In Soviet Russia, TubeYou!

It is not just audiophiles with the tubes. It is a bit cheaper and more robust to build high power ham radio amplifiers using tubes than with transistors. A single tube will typically handle the full legal limit, where this requires multiple transistors, and it is far more difficult to combine the power from these. The high impedance of the tubes does require tuned matching networks, but these serve to suppress harmonics, so the filters needed by solid state amps are avoided. Solid state power amplifiers do typically require less user expertise to operate.

They’re still also commonly used in higher-end guitar amplifiers. Not only do guitar geeks prefer the “warmer” sound, but the distortion which is a hallmark of the rock guitar sound seems to be best achievable by overloading a tube-based amp.

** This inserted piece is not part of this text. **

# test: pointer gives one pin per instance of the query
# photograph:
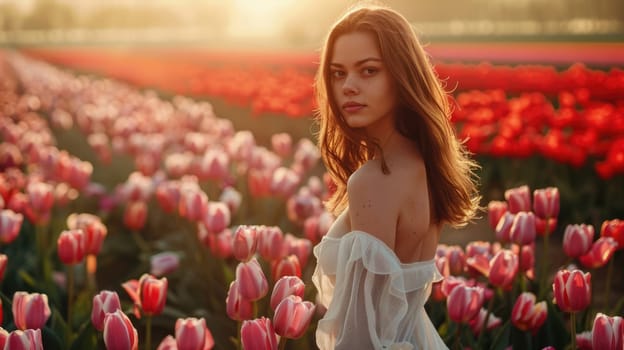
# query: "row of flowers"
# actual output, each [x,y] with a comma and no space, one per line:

tube amplifiers clip (“overdrive”) rather differently than transistor amplifiers, so yeah, this makes perfect sense.

I’ve heard that some of the older tubes are actually much easier to find these days than they were back in the 70’s and 80’s because factories in Russia and China that had been making tubes for the military have been retooled to make tubes for vintage Western audio equipment. Of course, the same sorts of hardcore audiophile types who prefer tube equipment also often look down on the new foreign tubes and prefer the New-Old-Stock ones.

On a trivia note, according to the Computer History Museum, apparently some older USAF radar computer systemsin the 1980s had to rely on vacuum tubes imported from the eastern bloc. :smack:

RF amplifiers using tubes are also more tolerant of impedance mismatch at the antenna.